Some black market dealers have spilled their secrets to CBC News, revealing how they can offer Canadians cellphone plans at almost half the regular price in many provinces.
"It's pretty easy," says third-party dealer Jamie Walker in Toronto. "I say anybody could do it if they're good with technology."
Walker offers any Canadian a Koodo or Fido cellular deal with unlimited Canada-wide calling, texting and a big 5 GB data package for just $48 a month. The cost of those plans is $90 to $95 a month in most provinces.
However, both companies charge only $48 for the same deal in Saskatchewan and Manitoba, where there's more competition among cellular providers.
- Consumers turn to booming black market for cheap cellphone deals
Walker admits what industry experts have long suspected — that dealers like him switch over people's phone plans in other provinces to Saskatchewan or Manitoba so they can access the cheaper rates.
He charges a one-time fee of $100 to do the deed.
Gaming the system
"You can do it all within a day," claims Walker, about obtaining the $48 deal with Koodo, a discount brand owned by Telus.
This is how it typically works: he has a customer — say in Toronto — keep her current cellular deal and also sign up for the $90 Koodo plan offered in Ontario.
Then, on Koodo's website, Walker requests for the customer a Manitoba or Saskatchewan phone number. He says that qualifies the person for the lower $48 price for the same plan offered only in the Prairie provinces.
Walker then makes a request for Koodo to port or transfer the customer's Toronto phone number from the person's original phone plan. That process cancels the customer's initial cellular deal.
So, according to Walker, the person winds up keeping her original Toronto phone number, but now it's attached to a $48- a-month Koodo plan that should actually cost $90 a month — savings of $504 a year.
Walker says the process is so simple, people can do it themselves on Koodo's website. But he claims many customers still choose to pay him to do the job.
"Some people just don't want to do it because they're lazy. Some people are scared they're going to mess it up."
Third-party Edmonton dealer Raphael Mlynarski says he has a steady flow of customers coming to him for the $48 Koodo deal. He recently set up his service, Stop Getting Screwed! Cellular, and charges a one-time fee of $100.
Mlynarski, who is based in Edmonton, is open about the process on his company website.
He calls what he offers an "inter-province phone plan," describing it as a "Saskatchewan or Manitoba plan with a B.C., Ontario, or Alberta number."

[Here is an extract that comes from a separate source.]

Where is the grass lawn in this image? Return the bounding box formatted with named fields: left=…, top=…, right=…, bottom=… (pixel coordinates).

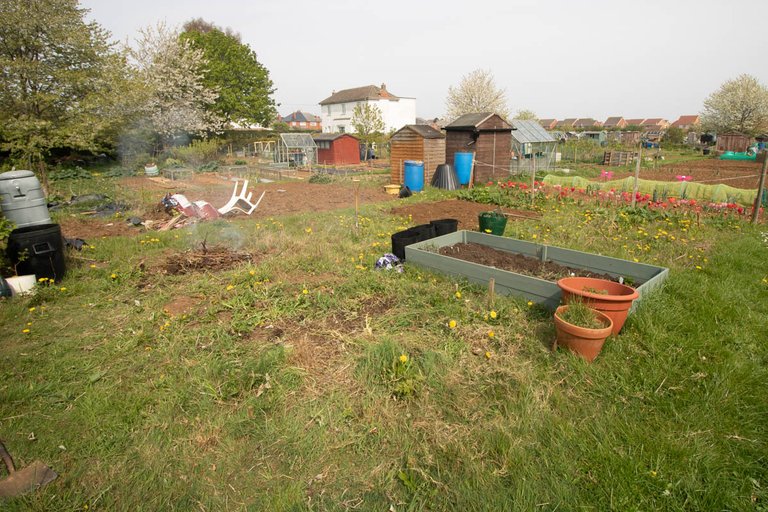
left=1, top=172, right=767, bottom=511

"The lack of competition in some Canadian provinces makes reasonably priced plans difficult to obtain," Mlynarski tells CBC News. "The fact that this pricing isn't consistent across Canada leads to opportunities for people to save money."

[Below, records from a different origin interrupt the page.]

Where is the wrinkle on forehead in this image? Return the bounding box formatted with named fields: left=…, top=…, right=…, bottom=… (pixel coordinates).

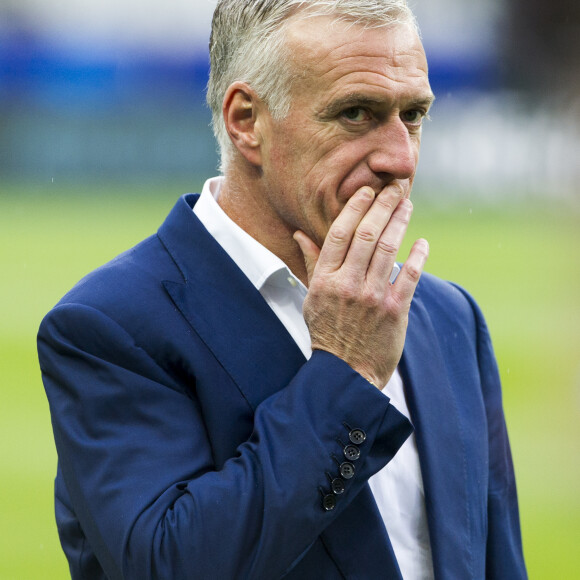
left=285, top=16, right=427, bottom=78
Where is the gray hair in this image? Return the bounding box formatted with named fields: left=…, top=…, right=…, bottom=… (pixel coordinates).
left=207, top=0, right=418, bottom=172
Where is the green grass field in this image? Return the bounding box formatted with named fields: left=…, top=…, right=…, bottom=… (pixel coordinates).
left=1, top=182, right=578, bottom=578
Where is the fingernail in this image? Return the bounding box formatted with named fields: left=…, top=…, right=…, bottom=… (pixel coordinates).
left=358, top=187, right=375, bottom=199
left=417, top=238, right=429, bottom=254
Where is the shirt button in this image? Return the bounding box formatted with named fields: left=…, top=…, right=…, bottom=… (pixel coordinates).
left=349, top=428, right=367, bottom=445
left=343, top=445, right=361, bottom=461
left=339, top=462, right=355, bottom=479
left=331, top=478, right=345, bottom=495
left=322, top=494, right=337, bottom=511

Another Toronto-based dealer, whom we'll call John, claims that the business of connecting people with the $48 Koodo deal has become so lucrative for him that he's considering quitting his day job. John asked us to conceal his identity because he currently works for one of the big three telcos.
On the side, John runs his business, Cell Savings Canada, and charges a flat fee of $85. He suggests Telus hasn't cracked down on the black market industry because it's good for business.
"They're probably letting it continue because they're getting a lot of new customers that way," says John. "I'm bringing them business from the other providers."
When CBC News first reported on the black market cellular industry last year, Koodo's owner, Telus, told us that it was "looking into the practice."
CBC News asked Telus why, one year later, third-party dealers claim they're still facing no roadblocks with the company.
The company did not respond to our repeated requests for comment.
Rogers cracks down?
Walker says getting customers the $48 Fido deal is similar to the Koodo process.
However, he claims that about two months ago, Rogers — the telco that owns the discount brand — started cracking down on black market dealers. He says the company is preventing customers from getting a phone number outside the province where they got their phone plan.
"It's a lot harder with Rogers," admits Walker. However, he claims he's found a workaround to still get any Canadian the cheaper Fido deal. He wouldn't provide details on how he does it.
When asked for comment, Rogers told CBC News that nothing about how it validates its phone plans has changed.
"Our customers' plans are based on their home address and we urge them to use caution" when exploring third-party offers, said Rogers spokesman Andrew Garas in an email.
"Sharing personal information can result in fraud."
Walker believes warnings from the telcos won't stop the black market business. He suggests the only foolproof way would be for phone providers to offer more affordable cellular plans in all provinces.
According to a recent CRTC-commissioned report, Canadians still pay some of the highest rates for wireless services in the industrialized world.
"People are always looking for ways to get their cellphone bill down," says Walker. "If the prices were definitely lower, I'd definitely be out of business and with good reason."